Below is the image depicting confusion matrix on validation set:

alt text

As you can see above, the network confused sign 41 (End of no passing) as sign 32(End of all speed and passing limits) the most. Below are samples of images from each of those two classes which shows that they look very similar:

alt text

###Test a Model on New Images

####1. Choose five German traffic signs found on the web and provide them in the report. For each image, discuss what quality or qualities might be difficult to classify.

Here are five German traffic signs that I found on the web and transformed them to make them look realistic as well as difficult for the network by random translation, rotation, shearing and brightness adjustment method that I used for data augmentation:

The first image is rotated and sheared, the 30 km/h speed limit sign looks as if being viewed from a tilted camera.

Traffic Sign 1

The second image is translated and has shaded area on the right and bottom parts of the image.

Traffic Sign 2

The third image is rotated, translated and sheared.

Traffic Sign 3

The fourth image has been translated, rotated and the sign itself is not fully visible and occluded to some extent.

Traffic Sign 4

The fifth image has little translation or rotation, but it's brightness has been reduced.

Traffic Sign 5

####2. Discuss the model's predictions on these new traffic signs and compare the results to predicting on the test set. Identify where in your code predictions were made. At a minimum, discuss what the predictions were, the accuracy on these new predictions, and compare the accuracy to the accuracy on the test set (OPTIONAL: Discuss the results in more detail as described in the "Stand Out Suggestions" part of the rubric).

The code for making predictions on my final model is located in the 12th, 13th and 14th cells of the Ipython notebook.

Here are the results of the prediction:

Image Prediction
30 km/h 30 km/h
Stop Sign Stop sign
No Entry No Entry
Go straight or right Go straight or right
Right of way at the next intersection Right of way at the next intersection

The model was able to correctly guess 5 of the 5 traffic signs, which gives an accuracy of 100%. This compares favorably to the accuracy on the test set of 97.17%

####3. Describe how certain the model is when predicting on each of the five new images by looking at the softmax probabilities for each prediction and identify where in your code softmax probabilities were outputted. Provide the top 5 softmax probabilities for each image along with the sign type of each probability. (OPTIONAL: as described in the "Stand Out Suggestions" part of the rubric, visualizations can also be provided such as bar charts)
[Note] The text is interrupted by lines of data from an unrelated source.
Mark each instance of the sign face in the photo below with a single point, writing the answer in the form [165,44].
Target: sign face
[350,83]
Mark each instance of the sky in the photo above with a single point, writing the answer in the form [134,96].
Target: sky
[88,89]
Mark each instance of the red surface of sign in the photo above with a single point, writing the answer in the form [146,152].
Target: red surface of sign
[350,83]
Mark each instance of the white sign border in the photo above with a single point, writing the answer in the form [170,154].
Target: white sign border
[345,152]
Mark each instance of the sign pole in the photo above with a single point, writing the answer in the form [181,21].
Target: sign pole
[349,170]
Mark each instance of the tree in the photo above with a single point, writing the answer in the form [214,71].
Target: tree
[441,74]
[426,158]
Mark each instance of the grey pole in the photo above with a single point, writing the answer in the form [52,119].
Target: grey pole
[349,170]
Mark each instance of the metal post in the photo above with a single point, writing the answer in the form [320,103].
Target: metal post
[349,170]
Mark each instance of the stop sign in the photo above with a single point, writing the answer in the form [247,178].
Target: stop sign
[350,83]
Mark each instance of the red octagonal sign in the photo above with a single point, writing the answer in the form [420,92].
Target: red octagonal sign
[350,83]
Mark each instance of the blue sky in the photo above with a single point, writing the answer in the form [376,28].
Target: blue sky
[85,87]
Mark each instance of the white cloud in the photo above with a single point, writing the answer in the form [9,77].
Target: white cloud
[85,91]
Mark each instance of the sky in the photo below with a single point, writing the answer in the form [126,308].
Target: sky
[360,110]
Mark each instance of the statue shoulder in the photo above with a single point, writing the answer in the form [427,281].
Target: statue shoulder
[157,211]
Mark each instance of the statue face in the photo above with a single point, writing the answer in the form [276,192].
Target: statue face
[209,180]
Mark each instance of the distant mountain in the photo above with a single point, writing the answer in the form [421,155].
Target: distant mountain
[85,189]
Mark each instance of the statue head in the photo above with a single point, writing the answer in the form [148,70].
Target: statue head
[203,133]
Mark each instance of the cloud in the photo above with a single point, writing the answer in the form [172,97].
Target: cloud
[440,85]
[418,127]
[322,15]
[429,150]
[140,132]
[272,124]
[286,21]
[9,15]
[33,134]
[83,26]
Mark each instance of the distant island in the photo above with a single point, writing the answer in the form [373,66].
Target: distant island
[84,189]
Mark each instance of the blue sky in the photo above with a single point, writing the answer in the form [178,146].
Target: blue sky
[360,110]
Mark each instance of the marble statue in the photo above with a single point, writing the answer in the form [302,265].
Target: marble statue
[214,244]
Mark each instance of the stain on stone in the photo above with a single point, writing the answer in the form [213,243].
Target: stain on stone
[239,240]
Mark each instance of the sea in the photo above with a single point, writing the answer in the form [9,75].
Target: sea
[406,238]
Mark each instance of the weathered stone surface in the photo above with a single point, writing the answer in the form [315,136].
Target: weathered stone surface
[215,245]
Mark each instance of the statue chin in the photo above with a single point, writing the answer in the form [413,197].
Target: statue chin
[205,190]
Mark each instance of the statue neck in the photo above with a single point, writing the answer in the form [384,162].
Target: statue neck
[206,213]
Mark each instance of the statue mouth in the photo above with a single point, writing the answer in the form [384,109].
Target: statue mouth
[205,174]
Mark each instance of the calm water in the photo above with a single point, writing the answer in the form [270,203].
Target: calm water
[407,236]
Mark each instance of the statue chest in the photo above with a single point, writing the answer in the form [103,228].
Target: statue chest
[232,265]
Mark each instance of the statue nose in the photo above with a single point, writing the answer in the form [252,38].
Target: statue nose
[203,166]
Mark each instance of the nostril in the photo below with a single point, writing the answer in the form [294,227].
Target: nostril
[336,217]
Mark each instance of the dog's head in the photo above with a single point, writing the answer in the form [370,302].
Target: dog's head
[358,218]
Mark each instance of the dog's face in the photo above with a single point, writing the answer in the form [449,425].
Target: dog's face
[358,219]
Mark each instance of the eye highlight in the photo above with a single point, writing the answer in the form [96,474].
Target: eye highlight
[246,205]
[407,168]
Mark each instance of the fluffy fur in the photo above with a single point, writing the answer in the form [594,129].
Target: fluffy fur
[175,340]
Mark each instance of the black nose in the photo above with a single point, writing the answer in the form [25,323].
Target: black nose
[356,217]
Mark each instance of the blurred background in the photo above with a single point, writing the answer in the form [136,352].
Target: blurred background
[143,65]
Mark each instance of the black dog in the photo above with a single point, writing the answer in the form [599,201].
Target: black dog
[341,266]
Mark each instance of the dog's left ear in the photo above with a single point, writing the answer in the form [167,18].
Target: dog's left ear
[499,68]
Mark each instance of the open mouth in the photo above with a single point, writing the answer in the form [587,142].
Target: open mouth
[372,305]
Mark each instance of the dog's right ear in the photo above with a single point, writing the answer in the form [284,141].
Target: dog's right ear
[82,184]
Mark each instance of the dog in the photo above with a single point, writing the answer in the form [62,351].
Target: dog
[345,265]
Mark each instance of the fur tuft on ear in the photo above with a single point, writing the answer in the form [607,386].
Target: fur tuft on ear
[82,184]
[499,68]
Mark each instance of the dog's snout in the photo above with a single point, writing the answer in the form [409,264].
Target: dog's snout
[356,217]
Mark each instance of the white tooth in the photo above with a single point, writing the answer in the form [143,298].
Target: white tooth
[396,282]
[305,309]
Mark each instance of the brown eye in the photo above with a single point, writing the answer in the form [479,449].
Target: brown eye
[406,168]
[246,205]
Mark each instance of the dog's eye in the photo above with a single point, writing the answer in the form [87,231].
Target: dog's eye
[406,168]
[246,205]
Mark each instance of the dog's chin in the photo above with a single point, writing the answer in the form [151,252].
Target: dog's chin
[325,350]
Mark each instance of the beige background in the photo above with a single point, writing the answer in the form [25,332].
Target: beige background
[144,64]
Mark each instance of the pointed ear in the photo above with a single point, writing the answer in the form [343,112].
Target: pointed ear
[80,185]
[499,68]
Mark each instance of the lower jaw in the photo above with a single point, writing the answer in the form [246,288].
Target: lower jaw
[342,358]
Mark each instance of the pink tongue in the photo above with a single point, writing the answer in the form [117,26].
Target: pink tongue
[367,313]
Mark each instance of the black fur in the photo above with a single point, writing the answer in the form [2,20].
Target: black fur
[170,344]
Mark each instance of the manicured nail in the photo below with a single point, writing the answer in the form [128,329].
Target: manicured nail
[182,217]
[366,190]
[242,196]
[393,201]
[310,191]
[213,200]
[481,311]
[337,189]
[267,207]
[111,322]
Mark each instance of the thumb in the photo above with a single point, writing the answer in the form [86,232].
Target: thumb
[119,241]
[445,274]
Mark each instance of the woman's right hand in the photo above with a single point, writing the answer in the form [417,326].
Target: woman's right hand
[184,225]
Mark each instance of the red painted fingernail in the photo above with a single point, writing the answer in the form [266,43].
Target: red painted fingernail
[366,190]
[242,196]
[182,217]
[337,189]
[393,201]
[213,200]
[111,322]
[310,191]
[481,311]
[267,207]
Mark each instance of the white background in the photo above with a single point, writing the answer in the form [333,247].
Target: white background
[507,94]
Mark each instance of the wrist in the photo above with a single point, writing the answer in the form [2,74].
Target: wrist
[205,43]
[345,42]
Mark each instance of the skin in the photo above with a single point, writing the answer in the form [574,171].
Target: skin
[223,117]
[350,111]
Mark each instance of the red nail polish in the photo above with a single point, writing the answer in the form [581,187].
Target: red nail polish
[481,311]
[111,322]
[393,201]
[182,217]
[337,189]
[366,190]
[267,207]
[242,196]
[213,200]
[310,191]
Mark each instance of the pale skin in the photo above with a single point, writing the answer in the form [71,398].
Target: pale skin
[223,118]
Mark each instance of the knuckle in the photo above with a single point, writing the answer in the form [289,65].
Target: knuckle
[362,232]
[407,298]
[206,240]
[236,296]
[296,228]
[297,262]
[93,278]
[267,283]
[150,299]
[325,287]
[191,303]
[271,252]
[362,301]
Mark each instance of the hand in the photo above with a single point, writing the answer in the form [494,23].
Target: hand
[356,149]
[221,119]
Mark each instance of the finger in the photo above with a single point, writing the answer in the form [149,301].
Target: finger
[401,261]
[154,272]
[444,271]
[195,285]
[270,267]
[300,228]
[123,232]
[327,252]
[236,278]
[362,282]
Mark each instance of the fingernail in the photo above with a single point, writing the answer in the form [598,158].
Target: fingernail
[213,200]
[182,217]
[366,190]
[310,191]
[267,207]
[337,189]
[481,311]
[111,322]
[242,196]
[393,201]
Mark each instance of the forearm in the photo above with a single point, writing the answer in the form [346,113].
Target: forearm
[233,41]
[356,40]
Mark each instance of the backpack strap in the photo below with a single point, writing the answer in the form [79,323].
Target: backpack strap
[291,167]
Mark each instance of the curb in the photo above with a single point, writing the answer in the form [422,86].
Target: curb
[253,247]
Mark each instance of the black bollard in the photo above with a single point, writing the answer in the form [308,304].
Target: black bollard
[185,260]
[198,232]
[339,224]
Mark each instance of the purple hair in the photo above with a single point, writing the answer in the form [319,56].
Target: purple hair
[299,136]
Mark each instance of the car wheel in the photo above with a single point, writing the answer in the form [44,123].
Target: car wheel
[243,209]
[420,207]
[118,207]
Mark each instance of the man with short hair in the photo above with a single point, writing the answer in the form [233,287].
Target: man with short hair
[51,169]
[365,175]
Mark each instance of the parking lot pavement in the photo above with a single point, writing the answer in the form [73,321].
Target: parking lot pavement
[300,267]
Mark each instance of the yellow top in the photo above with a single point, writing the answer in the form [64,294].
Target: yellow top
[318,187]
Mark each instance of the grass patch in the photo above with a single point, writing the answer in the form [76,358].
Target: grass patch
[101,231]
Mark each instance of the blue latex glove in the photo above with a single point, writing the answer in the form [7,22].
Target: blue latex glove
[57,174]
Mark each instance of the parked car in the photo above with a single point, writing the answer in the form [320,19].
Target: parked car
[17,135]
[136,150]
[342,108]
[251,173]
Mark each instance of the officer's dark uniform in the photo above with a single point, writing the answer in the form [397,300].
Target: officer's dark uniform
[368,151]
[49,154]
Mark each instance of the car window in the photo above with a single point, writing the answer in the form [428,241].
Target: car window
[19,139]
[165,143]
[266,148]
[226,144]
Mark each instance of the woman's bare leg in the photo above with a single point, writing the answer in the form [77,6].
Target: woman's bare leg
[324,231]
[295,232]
The code for computing the top 5 softmax probabilities for each test image is located in the 15th cell of the Ipython notebook. All the traffic signs have large probabilities for their correct label ID. It is interesting (and expected) that the top 5 signs that get picked are very closely related to the input test image.

For example, for the 30 km/h speed limit sign test image, the top 5 predictions are other speed limit signs. "No Entry" input test sign's top predictions has other signs which are mainly "no passing" type of signs. "Go straight and right" test image returns other directional signs such "Ahead only", "turn right" and "turn left" signs among its top predictions.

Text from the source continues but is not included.